Saturday, August 7, 2010

Gardening, Patience and Lyme Disease -Gail Allen

"Adopt the pace of nature: her secret is patience." (Ralph Waldo Emerson)

Patience is a virtue and gardening involves so much patience. There are times when you can create an instant garden, like I mentioned in the post below, but creating an outdoor garden and letting it evolve into a mature landscape takes time,  planning, a lot of work, willingness to change as nature dictates and patience. Our gardens have been a work in progress for over 14 years and are over 4 acres in size. There are evergreen gardens, perennials, a water garden, hosta garden, vegetables and woodland garden.

It has been months since I have written, primarily because I have had to limit drastically my involvement with a myriad of my endeavors. Right now, I am having to put most of my energy into my paintings as you can see on my Easel Tides blog: Easel Tides: Gail Allen's Artistic Journey.
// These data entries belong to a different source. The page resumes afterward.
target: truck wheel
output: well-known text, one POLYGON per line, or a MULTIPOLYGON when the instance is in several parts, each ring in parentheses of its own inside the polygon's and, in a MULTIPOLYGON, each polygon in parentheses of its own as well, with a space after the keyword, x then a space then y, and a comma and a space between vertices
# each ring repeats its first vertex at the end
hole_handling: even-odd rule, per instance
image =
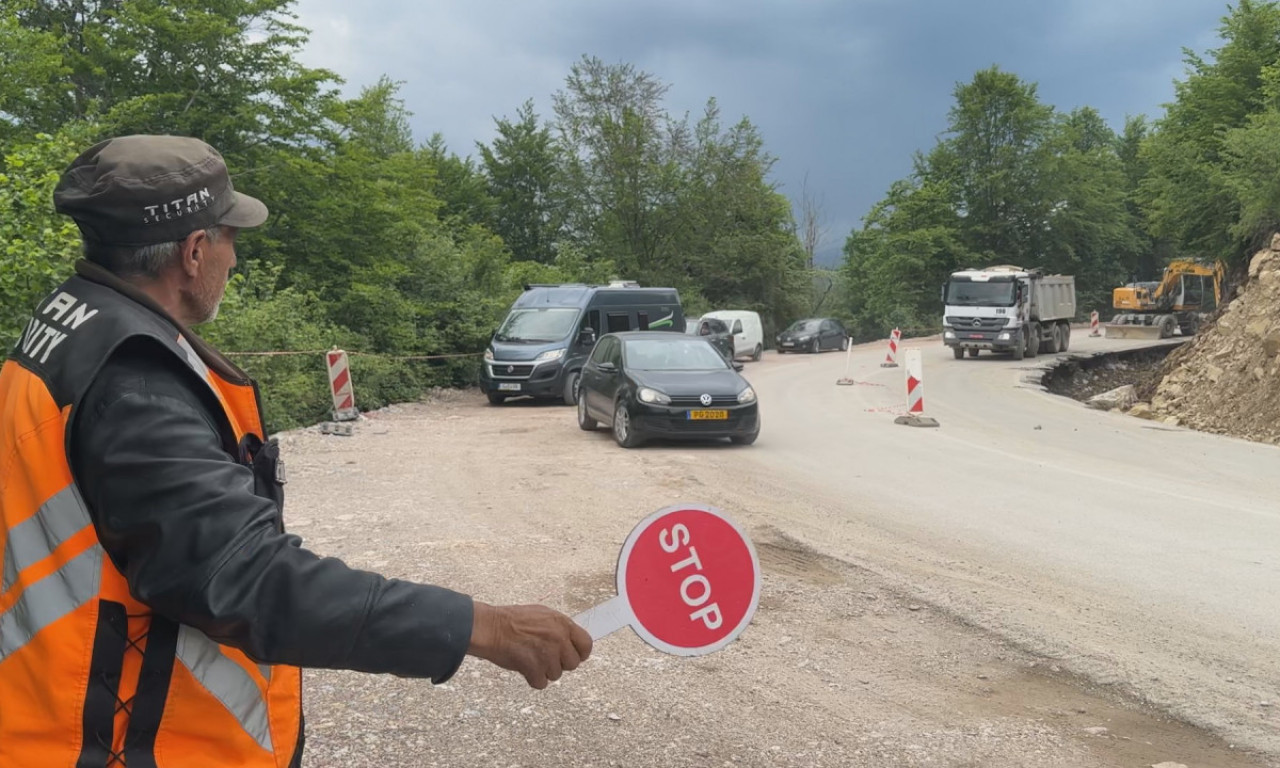
POLYGON ((1066 352, 1071 349, 1071 323, 1063 323, 1062 328, 1062 351, 1066 352))
POLYGON ((977 357, 977 356, 978 356, 978 348, 977 348, 977 347, 970 347, 970 348, 969 348, 969 357, 977 357))
POLYGON ((756 350, 751 353, 751 362, 758 363, 760 362, 760 358, 763 356, 764 356, 764 345, 757 344, 756 350))
POLYGON ((1027 357, 1035 357, 1040 354, 1040 329, 1035 326, 1027 326, 1023 331, 1023 336, 1027 342, 1027 357))
POLYGON ((1049 339, 1049 354, 1056 355, 1062 351, 1062 326, 1057 323, 1053 326, 1053 333, 1049 339))
POLYGON ((955 354, 957 360, 964 359, 964 347, 952 347, 951 352, 955 354))
POLYGON ((500 395, 497 392, 489 392, 489 405, 502 405, 507 401, 506 395, 500 395))
POLYGON ((821 342, 821 341, 818 341, 817 339, 814 339, 814 340, 813 340, 813 343, 809 345, 809 352, 811 352, 812 354, 815 354, 815 355, 816 355, 816 354, 821 353, 821 352, 822 352, 822 342, 821 342))
POLYGON ((1018 343, 1015 344, 1013 347, 1014 360, 1021 360, 1022 358, 1027 356, 1028 343, 1026 338, 1026 331, 1024 330, 1022 333, 1023 335, 1018 339, 1018 343))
Gardening is my second favorite pastime, which I have always also pursued with vigor. The reason for the abrupt stop to the gardening, and this journal is: About two years ago after spending weeks in April and May clearing out a large amount of underbrush, to plant a new area near a garden shed, I became extremely ill, fatigued and couldn't walk well - or for more than 8 to 10 feet, dragging my left foot as I walked. I developed a large (18" diameter) raised red rash on my stomach. Severe headaches, like migraines, joint pain and numbness followed. Soon my memory was fading, my words were slurring, getting all mixed up and I had a short term bout of bells palsy numbness of my face. After many tests and months of extreme pain and anguish, I was diagnosed with Lyme Disease. To make a very long story short, my point in this post is to make gardeners aware of the dangers of Lyme Disease. If you Google the term Lyme Disease,  there are so very many stories and sites that will explain the symptoms and how to prevent it. I will put a list at the end of this article. Most cases show up in June, July and August, as it takes a few days to weeks of having  (the deer tick), the culprit that causes the disease, attached, to infect you. The deer tick is found in long grass or brush and is about the size of a pin head. It can be easily mistaken for a small mole, or possibly not even seen, except for the slight itchiness at the site of the bite, which is not necessarily where the rash occurs.
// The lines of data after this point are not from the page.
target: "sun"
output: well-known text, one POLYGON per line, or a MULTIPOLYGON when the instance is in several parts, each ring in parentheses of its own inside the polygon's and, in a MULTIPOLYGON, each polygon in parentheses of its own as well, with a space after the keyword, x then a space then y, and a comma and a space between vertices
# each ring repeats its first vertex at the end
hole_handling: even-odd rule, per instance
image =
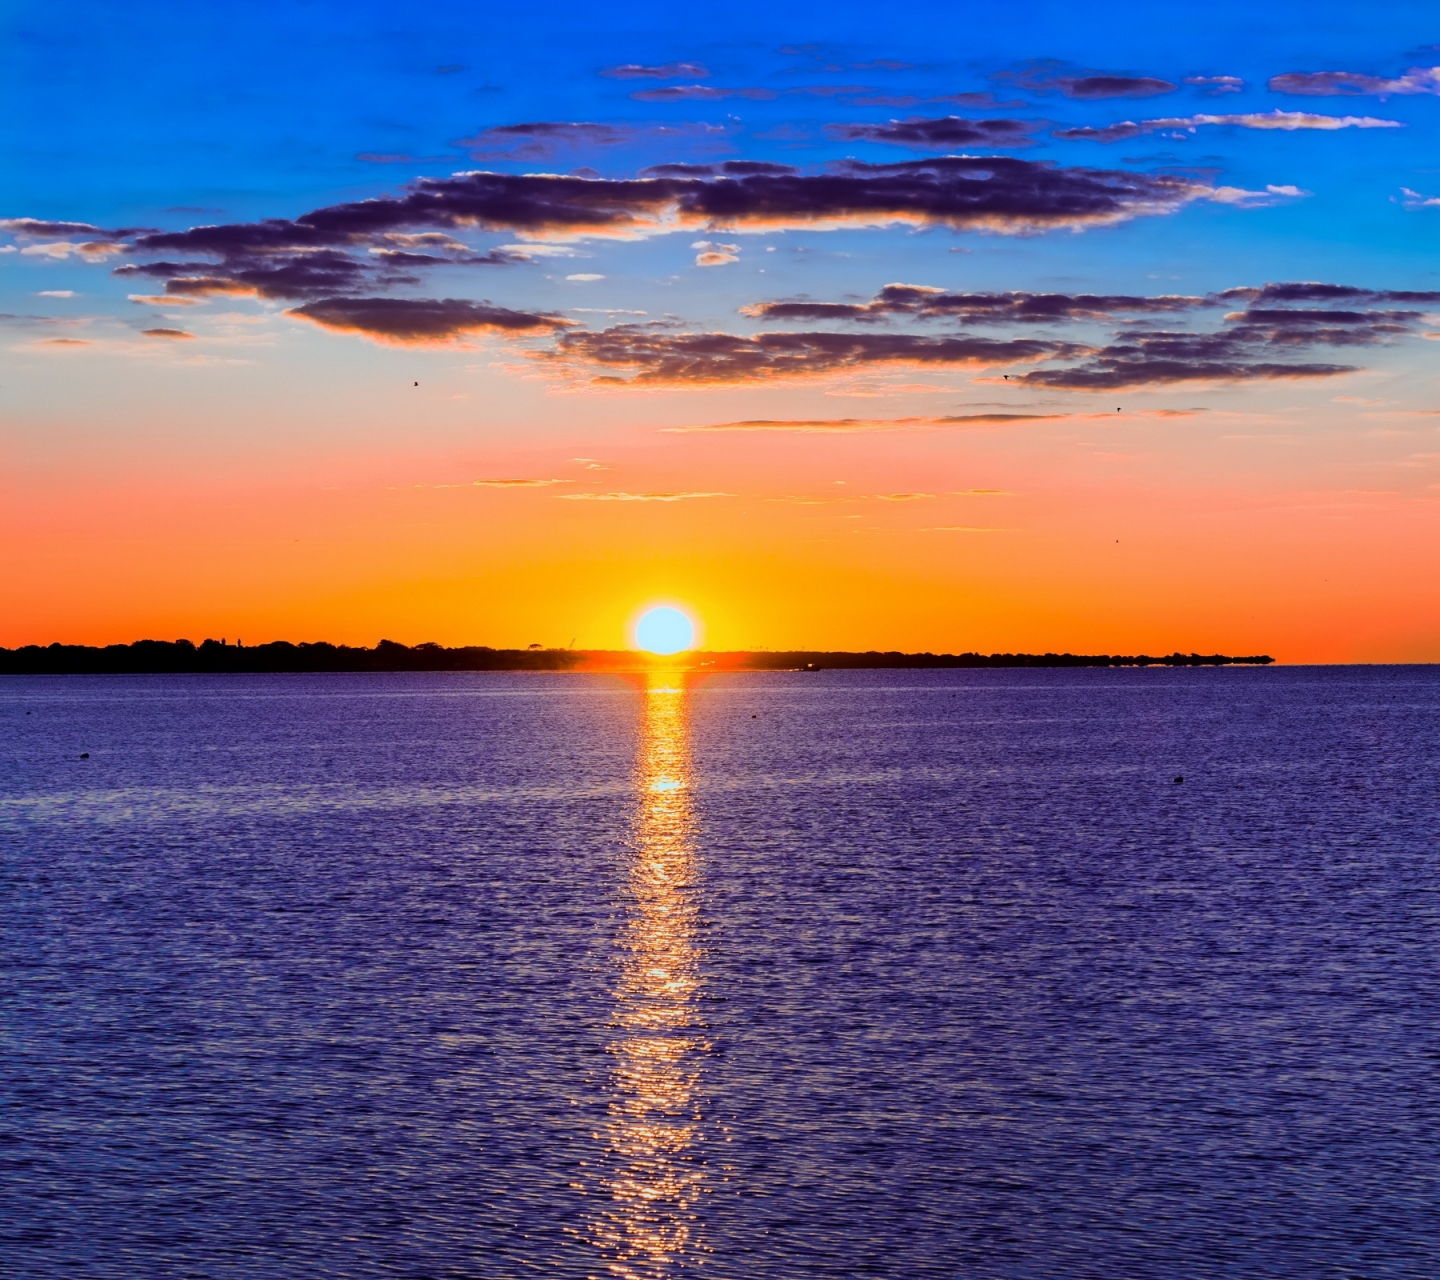
POLYGON ((635 621, 635 647, 647 653, 683 653, 695 647, 695 623, 673 605, 646 609, 635 621))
I still garden, but for this year, as I undergo long term antibiotic treatment for stage three or tertiary lyme disease and the symptoms wax and wane, sometimes to a debilitating extent - I have had to exhibit the pace of nature - patience. The weeds are slowly taking control, but thanks to the drought conditions we have faced in this area this summer, the weeds have been a bit contained and some have even died. I've been somewhat lucky in that. I'll be posting some summer pictures soon. 

For gardeners of all types, I hope you read up and make yourself aware of prevention and treatment of Lyme Disease. Don't wait to be stricken. Cases are on the rise at alarming rates, it simply takes education of how to prevent being bitten - by dressing properly, using the correct lotions or sprays to deter them and checking yourself as you come in from gardening in your yard.